Mercedes Salas says she and other teachers planned on giving snow cones to their students on May 24. But that didn’t happen, she says.
“Every day I wake up, I wake up thinking of them, and I pray for them, I pray for my current students,” Salas is still teaching fourth grade in Uvalde. She remembers covering for Mr. Arnulfo Reyes—one of the teachers who was injured in the shooting—whenever he was away from the classroom.
“I loved teaching them even if it was for those 5 minutes, or at recess, seeing them play football, the girls would play tag and I just miss seeing them playing around,” Salas said.
19 students and two teachers were killed on May 24. Salas believes Uvalde hasn’t recovered from the tragedy.
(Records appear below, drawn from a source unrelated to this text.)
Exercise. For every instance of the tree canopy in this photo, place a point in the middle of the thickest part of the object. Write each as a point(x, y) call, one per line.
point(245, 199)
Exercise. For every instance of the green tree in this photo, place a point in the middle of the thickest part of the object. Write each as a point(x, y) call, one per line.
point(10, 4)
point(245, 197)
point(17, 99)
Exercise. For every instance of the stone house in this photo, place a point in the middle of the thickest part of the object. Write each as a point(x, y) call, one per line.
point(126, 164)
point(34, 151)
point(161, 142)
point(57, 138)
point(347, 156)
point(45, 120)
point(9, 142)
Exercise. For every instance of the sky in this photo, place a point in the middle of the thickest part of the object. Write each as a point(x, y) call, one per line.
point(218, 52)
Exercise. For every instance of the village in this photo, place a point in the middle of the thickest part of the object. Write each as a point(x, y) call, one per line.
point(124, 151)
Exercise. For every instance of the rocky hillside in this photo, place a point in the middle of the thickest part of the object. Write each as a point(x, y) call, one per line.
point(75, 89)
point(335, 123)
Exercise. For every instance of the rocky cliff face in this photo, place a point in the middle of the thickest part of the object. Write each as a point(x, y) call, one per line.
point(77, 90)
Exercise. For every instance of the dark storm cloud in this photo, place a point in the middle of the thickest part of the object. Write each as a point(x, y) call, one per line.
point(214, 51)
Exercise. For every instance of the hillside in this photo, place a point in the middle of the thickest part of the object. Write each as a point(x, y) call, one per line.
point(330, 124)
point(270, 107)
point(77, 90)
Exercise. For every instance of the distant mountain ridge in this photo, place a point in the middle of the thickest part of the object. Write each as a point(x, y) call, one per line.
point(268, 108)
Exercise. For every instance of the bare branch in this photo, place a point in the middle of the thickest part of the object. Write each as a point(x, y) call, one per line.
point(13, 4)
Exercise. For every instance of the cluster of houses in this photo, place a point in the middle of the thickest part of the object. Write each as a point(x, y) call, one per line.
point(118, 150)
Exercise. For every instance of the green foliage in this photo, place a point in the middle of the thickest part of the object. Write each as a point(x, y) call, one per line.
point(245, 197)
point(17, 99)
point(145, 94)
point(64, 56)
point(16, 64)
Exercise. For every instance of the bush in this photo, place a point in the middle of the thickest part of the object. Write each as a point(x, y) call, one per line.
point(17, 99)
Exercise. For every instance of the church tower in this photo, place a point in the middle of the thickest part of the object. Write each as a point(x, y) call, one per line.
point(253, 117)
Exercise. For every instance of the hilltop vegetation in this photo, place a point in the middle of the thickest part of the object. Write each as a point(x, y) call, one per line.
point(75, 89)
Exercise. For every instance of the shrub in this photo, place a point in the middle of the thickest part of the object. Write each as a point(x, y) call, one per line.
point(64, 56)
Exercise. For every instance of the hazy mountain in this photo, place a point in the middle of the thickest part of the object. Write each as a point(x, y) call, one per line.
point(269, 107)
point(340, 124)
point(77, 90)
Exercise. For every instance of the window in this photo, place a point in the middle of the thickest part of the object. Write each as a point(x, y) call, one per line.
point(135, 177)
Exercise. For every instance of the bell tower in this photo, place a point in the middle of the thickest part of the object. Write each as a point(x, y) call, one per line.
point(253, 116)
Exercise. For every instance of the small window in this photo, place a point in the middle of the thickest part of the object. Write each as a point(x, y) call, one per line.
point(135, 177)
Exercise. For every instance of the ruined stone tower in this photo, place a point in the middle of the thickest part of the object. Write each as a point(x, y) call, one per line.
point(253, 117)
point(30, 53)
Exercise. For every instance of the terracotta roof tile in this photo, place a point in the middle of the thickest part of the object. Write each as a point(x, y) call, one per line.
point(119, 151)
At her current school, she waits until after her classes left for the day to cry.
“I have my days, but in front of my kiddos I’m all smiles. They don’t need to know their teacher is sad, their teacher is having a bad day,” she added.
On Monday, one of the final days of the school year, she gave her class snow cones, something she had planned with other teachers at Robb Elementary.
“I’m sure they would’ve enjoyed their snow cone just like them,” Salas decided to print out paper snow cones and leave them at the memorials for each of the victims in the main plaza. She also left yellow roses for some of the students.
It’s one of the several tributes and messages left at the memorial in downtown, which is set to be closed to the public on May 24. The city of Uvalde is not hosting a sanctioned vigil to mark one year since the tragedy.
Salas continues to teach and hopes to leave an impact on other children too. But she still carries the memories of kids and teachers who were close to her.
“We have been saddened by this, taking away 21 people but they should still be here with us,” Salas adds.